The Kullback–Leibler divergence is named after Kullback and Richard Leibler.

==Life and career==
Kullback was born to Jewish parents in Brooklyn, New York. His father Nathan had been born in Vilna, Russian Empire, (now Vilnius, Lithuania) and had immigrated to the US as a young man circa 1905, and became a naturalized American in 1911. Kullback attended Boys High School in Brooklyn. He then went to City College of New York, graduating with a BA in 1927 and an MA in math in 1929. He completed a doctorate in math from George Washington University in 1934. His intention had been to teach, and he returned to Boy's High School to do so, but found it not to his taste; he discovered his real interest was using mathematics, not teaching it.

At the suggestion of Abraham Sinkov, who showed him a Civil Service flyer for "junior mathematicians" at US$2,000 per year, he took the examination. Both passed, and were assigned to Washington, D.C. as junior cryptanalysts.

Upon arrival in Washington, Kullback was assigned to William F. Friedman. Friedman had begun an intensive program of training in cryptology for his new civilian employees. For several summers running, the SIS cryptanalysts attended training camps at Fort Meade until they received commissions as reserve officers in the Army. Kullback and Sinkov took Friedman's admonitions on education seriously and spent the next several years attending night classes; both received their doctorates in mathematics. Afterward, Kullback rediscovered a love of teaching; he began offering evening classes in mathematics at George Washington University from 1939.

Once they had completed the training, the three were put to the work for which they had actually been hired, compilations of cipher or code material for the U.S. Army. Another task was to test commercial cipher devices which vendors wished to sell to the U.S. government.

Kullback worked in partnership with Frank Rowlett against RED cipher machine messages. Almost overnight, they unravelled the keying system and then the machine pattern – with nothing but the intercepted messages in hand. Using the talents of linguist John Hurt to translate text, SIS started issuing current intelligence to military decision-makers.

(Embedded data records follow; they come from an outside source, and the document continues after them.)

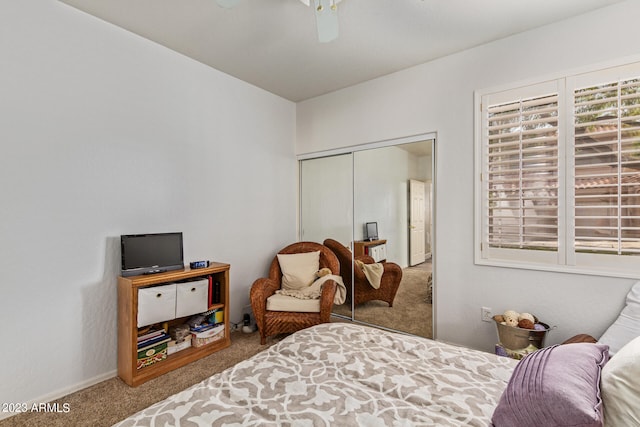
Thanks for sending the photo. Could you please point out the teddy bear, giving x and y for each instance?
(511, 317)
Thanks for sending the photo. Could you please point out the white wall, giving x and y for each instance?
(438, 97)
(105, 133)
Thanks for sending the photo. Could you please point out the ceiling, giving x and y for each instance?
(273, 44)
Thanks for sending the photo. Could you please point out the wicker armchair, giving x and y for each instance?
(362, 290)
(277, 322)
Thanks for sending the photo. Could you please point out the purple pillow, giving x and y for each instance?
(555, 386)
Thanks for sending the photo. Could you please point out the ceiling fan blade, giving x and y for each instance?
(228, 4)
(326, 20)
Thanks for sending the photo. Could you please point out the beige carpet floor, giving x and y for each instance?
(411, 311)
(112, 400)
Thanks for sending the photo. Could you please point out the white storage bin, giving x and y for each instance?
(192, 297)
(156, 304)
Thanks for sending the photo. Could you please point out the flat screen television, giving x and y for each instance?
(371, 231)
(151, 253)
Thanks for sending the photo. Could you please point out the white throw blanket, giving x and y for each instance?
(373, 273)
(314, 290)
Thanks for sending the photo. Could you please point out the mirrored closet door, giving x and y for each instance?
(326, 203)
(377, 203)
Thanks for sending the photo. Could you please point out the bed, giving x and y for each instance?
(344, 374)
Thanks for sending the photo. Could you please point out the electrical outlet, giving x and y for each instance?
(485, 314)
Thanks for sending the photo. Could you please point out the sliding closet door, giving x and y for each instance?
(326, 203)
(381, 195)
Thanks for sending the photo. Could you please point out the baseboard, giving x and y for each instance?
(63, 392)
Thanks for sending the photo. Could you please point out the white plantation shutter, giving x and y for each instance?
(522, 173)
(559, 181)
(607, 167)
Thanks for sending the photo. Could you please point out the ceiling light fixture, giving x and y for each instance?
(326, 12)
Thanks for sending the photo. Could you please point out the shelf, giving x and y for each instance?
(128, 329)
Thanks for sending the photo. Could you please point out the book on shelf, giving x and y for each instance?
(150, 334)
(216, 292)
(153, 341)
(203, 327)
(210, 290)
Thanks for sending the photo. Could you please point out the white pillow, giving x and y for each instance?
(620, 387)
(627, 325)
(298, 270)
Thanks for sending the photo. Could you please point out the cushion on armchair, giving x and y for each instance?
(298, 270)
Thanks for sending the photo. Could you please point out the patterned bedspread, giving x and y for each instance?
(341, 374)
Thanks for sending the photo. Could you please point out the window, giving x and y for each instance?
(559, 181)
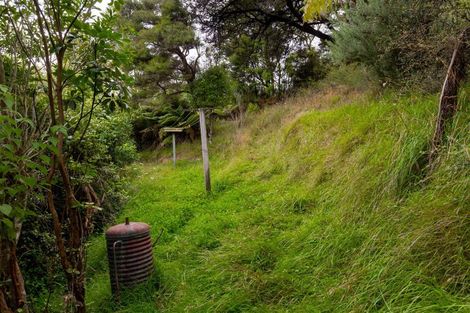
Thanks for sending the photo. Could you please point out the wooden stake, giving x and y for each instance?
(205, 151)
(174, 150)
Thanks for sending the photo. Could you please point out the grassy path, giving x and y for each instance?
(318, 213)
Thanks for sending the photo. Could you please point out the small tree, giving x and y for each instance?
(214, 89)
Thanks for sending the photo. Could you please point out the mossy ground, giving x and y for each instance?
(319, 206)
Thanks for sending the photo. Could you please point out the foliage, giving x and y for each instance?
(214, 88)
(305, 66)
(226, 19)
(163, 40)
(402, 41)
(22, 166)
(309, 213)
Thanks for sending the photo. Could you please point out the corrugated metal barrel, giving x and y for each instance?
(129, 254)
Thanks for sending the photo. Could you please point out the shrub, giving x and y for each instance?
(401, 40)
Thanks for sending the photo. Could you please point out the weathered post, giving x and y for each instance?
(205, 151)
(174, 149)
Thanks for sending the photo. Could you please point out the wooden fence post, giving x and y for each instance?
(205, 151)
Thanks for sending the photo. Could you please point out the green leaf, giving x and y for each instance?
(6, 209)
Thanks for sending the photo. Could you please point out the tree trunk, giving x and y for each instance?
(448, 102)
(12, 291)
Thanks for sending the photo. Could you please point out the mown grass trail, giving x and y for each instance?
(316, 211)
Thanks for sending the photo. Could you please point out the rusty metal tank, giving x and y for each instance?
(129, 254)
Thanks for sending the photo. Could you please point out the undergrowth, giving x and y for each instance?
(319, 206)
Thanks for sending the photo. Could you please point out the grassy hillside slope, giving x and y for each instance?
(318, 206)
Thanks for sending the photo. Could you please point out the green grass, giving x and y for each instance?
(325, 210)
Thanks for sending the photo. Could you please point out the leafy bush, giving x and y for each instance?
(99, 157)
(213, 89)
(401, 40)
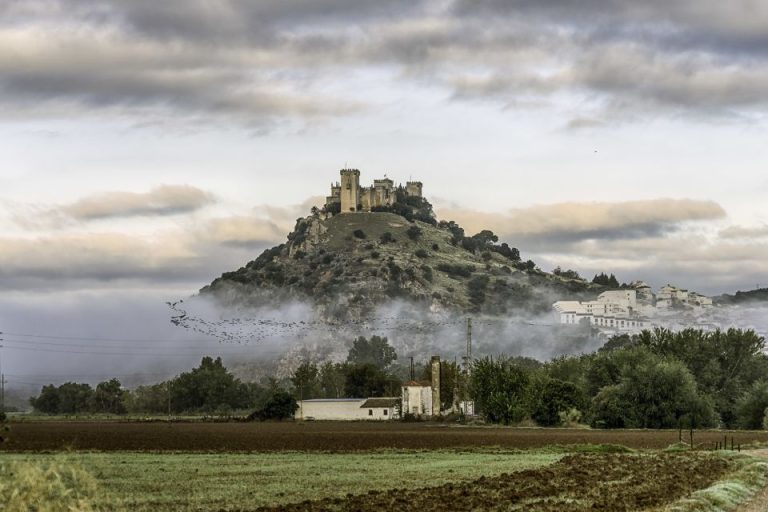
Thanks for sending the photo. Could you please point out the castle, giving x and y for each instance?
(354, 198)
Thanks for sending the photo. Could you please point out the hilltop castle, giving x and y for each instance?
(354, 198)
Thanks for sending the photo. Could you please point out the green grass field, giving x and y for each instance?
(183, 481)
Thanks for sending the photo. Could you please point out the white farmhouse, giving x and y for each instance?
(349, 409)
(417, 398)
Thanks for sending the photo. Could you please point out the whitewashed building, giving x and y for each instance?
(345, 409)
(417, 398)
(615, 310)
(634, 309)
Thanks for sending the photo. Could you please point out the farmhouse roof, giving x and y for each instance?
(334, 400)
(418, 383)
(380, 402)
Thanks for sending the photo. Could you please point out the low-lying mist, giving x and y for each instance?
(144, 337)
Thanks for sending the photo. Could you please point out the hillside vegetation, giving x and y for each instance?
(349, 263)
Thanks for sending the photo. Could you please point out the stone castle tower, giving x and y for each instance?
(350, 190)
(353, 198)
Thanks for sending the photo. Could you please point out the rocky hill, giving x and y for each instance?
(348, 264)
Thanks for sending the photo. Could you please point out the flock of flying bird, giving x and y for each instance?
(245, 330)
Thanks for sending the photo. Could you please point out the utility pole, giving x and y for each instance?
(469, 341)
(169, 399)
(2, 380)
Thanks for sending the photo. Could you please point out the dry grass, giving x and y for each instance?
(46, 487)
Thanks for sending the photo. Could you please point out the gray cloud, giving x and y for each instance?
(263, 63)
(565, 222)
(744, 232)
(163, 200)
(710, 265)
(190, 254)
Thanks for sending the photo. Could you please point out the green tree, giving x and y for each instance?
(414, 232)
(553, 398)
(74, 398)
(109, 397)
(47, 401)
(208, 388)
(279, 405)
(305, 380)
(365, 380)
(375, 351)
(750, 409)
(148, 399)
(652, 393)
(332, 378)
(499, 389)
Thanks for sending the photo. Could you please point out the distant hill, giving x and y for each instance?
(347, 264)
(757, 295)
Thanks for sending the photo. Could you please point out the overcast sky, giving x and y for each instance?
(150, 145)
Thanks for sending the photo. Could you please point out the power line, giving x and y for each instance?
(140, 354)
(103, 339)
(94, 345)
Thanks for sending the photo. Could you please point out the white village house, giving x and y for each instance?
(634, 309)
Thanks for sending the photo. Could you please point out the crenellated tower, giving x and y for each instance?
(348, 196)
(350, 190)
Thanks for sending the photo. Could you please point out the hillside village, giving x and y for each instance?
(635, 308)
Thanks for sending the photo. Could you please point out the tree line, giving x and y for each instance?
(656, 379)
(212, 389)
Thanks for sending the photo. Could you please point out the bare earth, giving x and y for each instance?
(324, 436)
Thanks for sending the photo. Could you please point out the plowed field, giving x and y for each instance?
(611, 483)
(322, 436)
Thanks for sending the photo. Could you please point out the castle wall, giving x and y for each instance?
(353, 197)
(350, 190)
(413, 188)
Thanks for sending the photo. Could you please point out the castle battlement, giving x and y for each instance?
(351, 197)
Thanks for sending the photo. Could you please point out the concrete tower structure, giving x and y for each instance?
(350, 190)
(435, 362)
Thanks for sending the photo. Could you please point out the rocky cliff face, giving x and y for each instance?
(349, 264)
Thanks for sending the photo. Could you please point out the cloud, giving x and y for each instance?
(96, 256)
(561, 222)
(265, 64)
(708, 264)
(160, 201)
(190, 253)
(744, 232)
(243, 231)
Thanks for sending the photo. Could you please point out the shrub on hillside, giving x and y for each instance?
(279, 406)
(414, 233)
(456, 270)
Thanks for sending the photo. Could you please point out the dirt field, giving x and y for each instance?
(324, 436)
(610, 483)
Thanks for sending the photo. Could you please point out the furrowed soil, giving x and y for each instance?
(325, 436)
(606, 482)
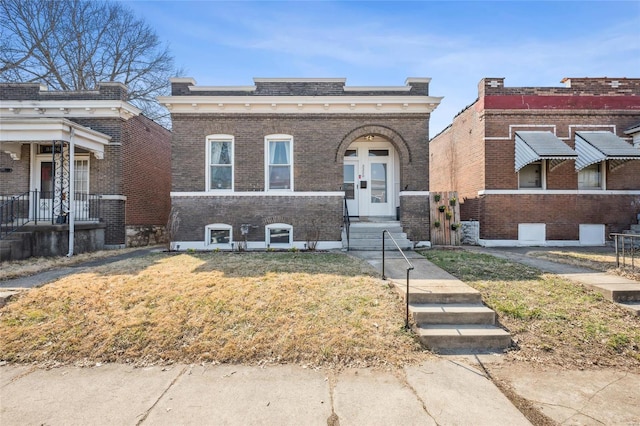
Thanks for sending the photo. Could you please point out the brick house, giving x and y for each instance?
(274, 164)
(544, 165)
(120, 163)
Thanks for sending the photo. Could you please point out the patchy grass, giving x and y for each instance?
(24, 268)
(552, 320)
(598, 261)
(313, 309)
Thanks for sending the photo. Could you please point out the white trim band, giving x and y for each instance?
(271, 193)
(557, 192)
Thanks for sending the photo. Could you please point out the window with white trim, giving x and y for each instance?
(531, 176)
(219, 163)
(590, 177)
(218, 235)
(279, 162)
(279, 235)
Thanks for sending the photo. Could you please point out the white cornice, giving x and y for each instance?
(299, 80)
(68, 108)
(377, 88)
(300, 104)
(31, 130)
(222, 88)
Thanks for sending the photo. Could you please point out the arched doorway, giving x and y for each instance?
(371, 177)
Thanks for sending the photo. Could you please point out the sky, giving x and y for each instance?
(378, 43)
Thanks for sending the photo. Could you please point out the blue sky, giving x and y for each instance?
(456, 43)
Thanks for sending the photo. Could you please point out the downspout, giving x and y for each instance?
(72, 184)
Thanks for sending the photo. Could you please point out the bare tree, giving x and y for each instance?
(75, 44)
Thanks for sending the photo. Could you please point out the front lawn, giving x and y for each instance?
(552, 320)
(316, 309)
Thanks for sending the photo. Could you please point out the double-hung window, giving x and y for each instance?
(531, 176)
(219, 162)
(590, 177)
(279, 162)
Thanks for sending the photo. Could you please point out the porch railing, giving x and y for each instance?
(626, 245)
(346, 221)
(12, 213)
(39, 207)
(409, 269)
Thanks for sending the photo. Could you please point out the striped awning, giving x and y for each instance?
(534, 146)
(595, 147)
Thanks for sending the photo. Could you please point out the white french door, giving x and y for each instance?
(45, 185)
(369, 179)
(350, 186)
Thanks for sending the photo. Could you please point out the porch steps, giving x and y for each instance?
(448, 315)
(368, 236)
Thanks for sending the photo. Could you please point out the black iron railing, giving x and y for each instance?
(626, 245)
(346, 221)
(14, 213)
(39, 207)
(409, 269)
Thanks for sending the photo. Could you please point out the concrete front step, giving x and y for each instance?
(452, 313)
(468, 337)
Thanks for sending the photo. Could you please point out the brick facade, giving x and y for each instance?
(321, 135)
(133, 175)
(476, 155)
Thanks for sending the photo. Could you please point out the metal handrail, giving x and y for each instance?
(346, 221)
(16, 211)
(621, 248)
(12, 216)
(409, 269)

In May 1942, five months after attack on Pearl Harbor, Kullback, by then a Major, was sent to Britain. He learned at Bletchley Park that the British were producing intelligence of high quality by exploiting the Enigma machine. He also cooperated with the British in the solution of more conventional German codebook-based systems. Shortly after his return to the States, Kullback moved into the Japanese section as its chief.

When the National Security Agency (NSA) was formed in 1952, Rowlett became chief of cryptanalysis. The primary problem facing research and development in the post-war period was development of high-speed processing equipment. Kullback supervised a team of about 60 people, including such innovative thinkers in automated data processing development as Leo Rosen and Sam Snyder. His staff pioneered new forms of input and memory, such as magnetic tape and drum memory, and compilers to make machines truly "multi-purpose". Kullback gave priority to using computers to generate communications security (COMSEC) materials.

Kullback's book Information Theory and Statistics was published by John Wiley & Sons in 1959. The book was republished, with additions and corrections, by Dover Publications in 1968.

==Retirement==
Solomon Kullback retired from NSA in 1962, and focused on his teaching at George Washington University and publishing new papers. In 1963 he was elected as a Fellow of the American Statistical Association. He reached the rank of colonel, and was inducted into the Military Intelligence Hall of Fame.

Kullback is remembered by his colleagues at NSA as straightforward; one described him as "totally guileless, you always knew where you stood with him." One former NSA senior recalled him as a man of unlimited energy and enthusiasm and a man whose judgment was usually "sound and right."